Abstract: Designing thermodynamic conditions to improve (or reduce) the stability of a target material is a key task in materials engineering. For example, during materials synthesis one aims to enhance the stability of a target phase relative to its precursors or competing byproduct phases. If an undesired phase forms in experiment, one aims to destabilize the undesired phase by dissolution or corrosion. When multiple thermodynamic knobs are available to engineer relative stability, it can be difficult to navigate the corresponding high-dimensional phase diagram to identify optimal pathways to promote or destabilize a target phase. We propose that instead of mapping the absolute phase boundaries of a target material, we can invoke a generalized Clausius-Clapeyron relation, which provides a 'compass' to point out which directions on a high-dimensional phase diagram are best to stabilize or destabilize a target phase.

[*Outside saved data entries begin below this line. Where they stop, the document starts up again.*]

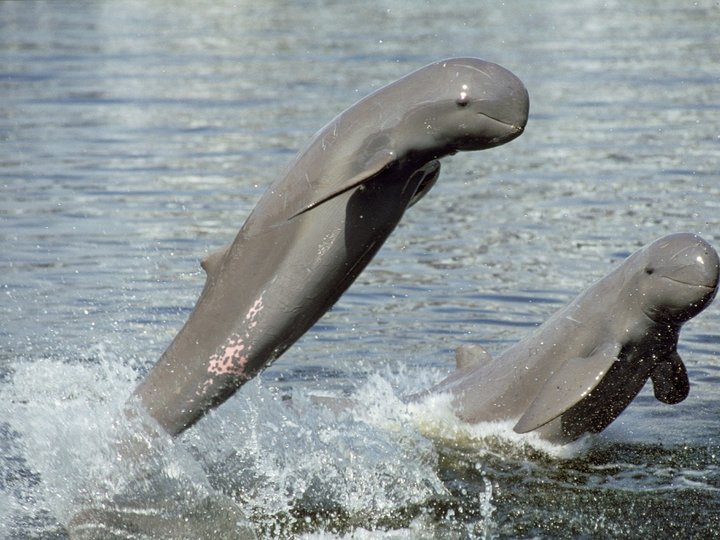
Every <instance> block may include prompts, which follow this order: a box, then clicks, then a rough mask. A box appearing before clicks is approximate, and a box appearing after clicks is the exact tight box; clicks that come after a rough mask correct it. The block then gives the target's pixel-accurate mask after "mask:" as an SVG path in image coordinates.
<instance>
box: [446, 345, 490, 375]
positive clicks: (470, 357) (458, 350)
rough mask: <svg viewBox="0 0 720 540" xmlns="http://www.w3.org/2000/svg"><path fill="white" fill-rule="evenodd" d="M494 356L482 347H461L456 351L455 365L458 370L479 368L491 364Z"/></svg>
mask: <svg viewBox="0 0 720 540" xmlns="http://www.w3.org/2000/svg"><path fill="white" fill-rule="evenodd" d="M491 361H492V356H490V353H489V352H487V351H486V350H485V349H484V348H483V347H481V346H480V345H474V344H473V345H461V346H460V347H458V348H457V349H455V364H456V367H457V369H465V368H473V369H474V368H479V367H480V366H484V365H486V364H489V363H490V362H491Z"/></svg>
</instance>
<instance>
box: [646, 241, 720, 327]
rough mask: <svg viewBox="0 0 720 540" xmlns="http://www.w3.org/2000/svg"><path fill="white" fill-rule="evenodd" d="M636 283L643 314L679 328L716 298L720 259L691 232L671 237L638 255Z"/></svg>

Phase boundaries on high-dimensional phase diagrams are also high-dimensional objects, and can represent phase coexistence between numerous phases simultaneously. On a 2D temperature-pressure phase diagram, phase boundaries are 1D lines separating two phases, with a slope given by the Clausius-Clapeyron relation, dP/dT = {\Delta}S/{\Delta}V. Here, we derive a parametric form of the Clausius-Clapeyron relation that readily scales to high-dimensional phase boundaries. The gradient of a phase boundary guides us on how to increase or decrease the relative stability of a target compound, meaning this generalized Clausius-Clapeyron relation enables us to engineer relative stability with respect to multiple thermodynamic conditions simultaneously. Using this approach, we analyze the acid stability of manganese oxide catalysts on a 4-dimensional Pourbaix diagram with axes of pH, redox potential, nanoparticle size, and aqueous [K+] ion concentration.